Richmond will ask voters to approve changes to the way businesses are taxed in an effort to almost double the city’s take from them.
The City Council on Wednesday voted to put a measure on the November ballot asking voters to authorize taxing businesses based on their gross receipts instead of the number of employees.
Currently, businesses pay a flat annual license tax of $234.10 plus $46.80 per employee up to 25 employees and $40.10 for each additional employee.
That would change if voters in November approve the proposed tax structure, under which businesses would have to pay a percentage of their gross receipts earned in Richmond, with the amount depending on the nature of their business and at a rate assigned per industry.
In the proposed model, most businesses would pay between .06% and and .68%. Grocers, for example, would pay .06% if they make up to $1 million in sales for the year, 1% if they make between $1 million and $2.5 million, and tiered up to 2% if they make $50 million or more annually in the city. A few industries would exceed the typical rate structure, including firearms and ammunition, which would be taxed at a rate of 2.4%, and cannabis, which would continue to be taxed at a rate of 5%.
The rate structure would bring in an estimated $6.2 million in total revenue — $3.2 more than through the current structure.
Though city staff had recommended taxing residential rental gross receipts at a flat rate of 1% with a 50% discount for rent control properties, Councilmember Melvin Willis proposed using Berkeley’s model of taxing rentals at rates of 1.081% for the first four units and 2.88% for additional units. He also proposed giving property owners with four or fewer units a chance to credit the fees to the rent board so they don’t have to pay twice.
A majority of the council approved his motion, with Mayor Tom Butt and Vice Mayor Nat Bates voting no and Demnlus Johnson abstaining.
Bates said he believes changing the tax structure will unfairly burden businesses, especially at a time when many are barely hanging on amid the coronavirus pandemic fallout.

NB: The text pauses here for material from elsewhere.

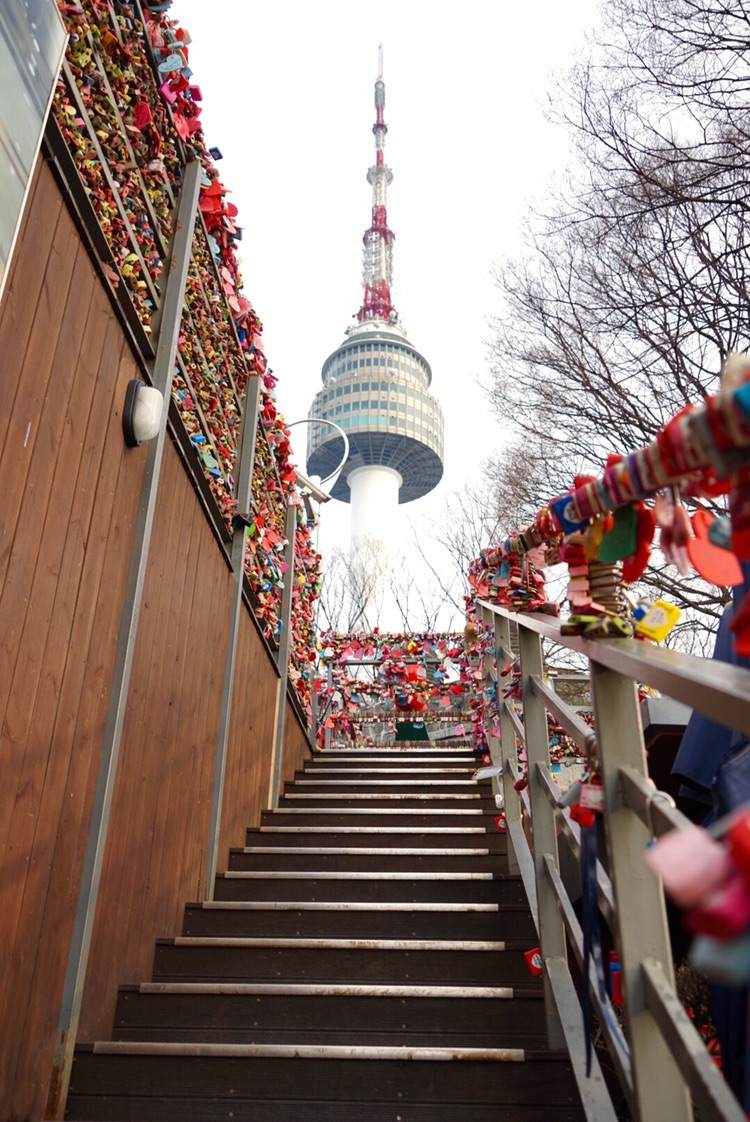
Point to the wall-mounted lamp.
(312, 490)
(142, 416)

“You’re sticking it to the people who are already hurting and they’re going to hurt even more,” he said, noting that businesses like Amazon, which city staff and leaders worked hard to bring into town, could be driven out by the tax.

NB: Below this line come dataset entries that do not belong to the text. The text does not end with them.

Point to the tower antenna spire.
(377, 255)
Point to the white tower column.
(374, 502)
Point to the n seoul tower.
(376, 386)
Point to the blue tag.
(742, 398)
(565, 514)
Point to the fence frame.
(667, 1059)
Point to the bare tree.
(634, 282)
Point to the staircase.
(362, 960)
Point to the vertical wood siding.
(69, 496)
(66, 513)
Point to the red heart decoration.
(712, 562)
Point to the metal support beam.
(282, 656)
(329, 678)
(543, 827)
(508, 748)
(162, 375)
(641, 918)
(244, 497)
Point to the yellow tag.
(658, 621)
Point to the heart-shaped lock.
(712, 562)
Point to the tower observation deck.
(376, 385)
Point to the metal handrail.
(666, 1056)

The measure has drawn support from workers and union members, who say the change would stimulate job creation because additional employees wouldn’t become a tax burden.

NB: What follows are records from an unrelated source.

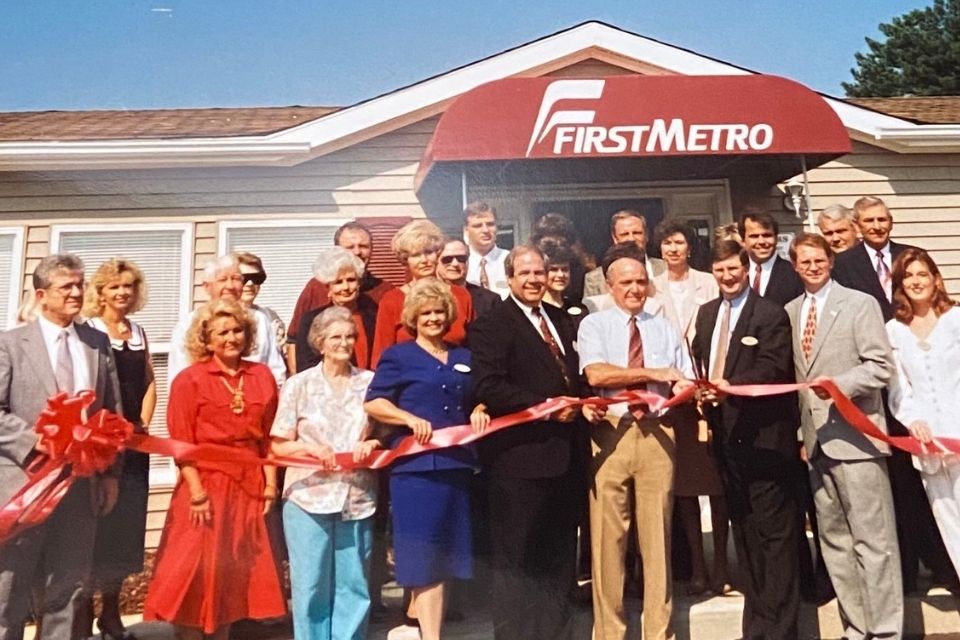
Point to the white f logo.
(564, 90)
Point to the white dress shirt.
(51, 339)
(736, 306)
(535, 321)
(495, 267)
(604, 337)
(766, 270)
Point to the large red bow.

They say large businesses that make more money would be taxed more under the progressive tax structure.
Money generated by the tax rate change could go toward the city’s funding of “Richmond youth, libraries, parks, community centers, emergency response, and other city services that may see cuts due to a structural budget deficit compounded by COVID-19 related revenue shortfalls,” a city memo says. Because the money is considered a general tax, however, it could be spent other ways too.
The ballot measure would need a simple majority of votes to pass.
Despite a Friday deadline for submitting the measure to qualify it for the November ballot, the city can make small changes to it later such as lowering the tax rates (but not raising them) in the future. Council members agreed to form a working group to bring in voices from the business community and others to discuss what the rates for specific industries should be.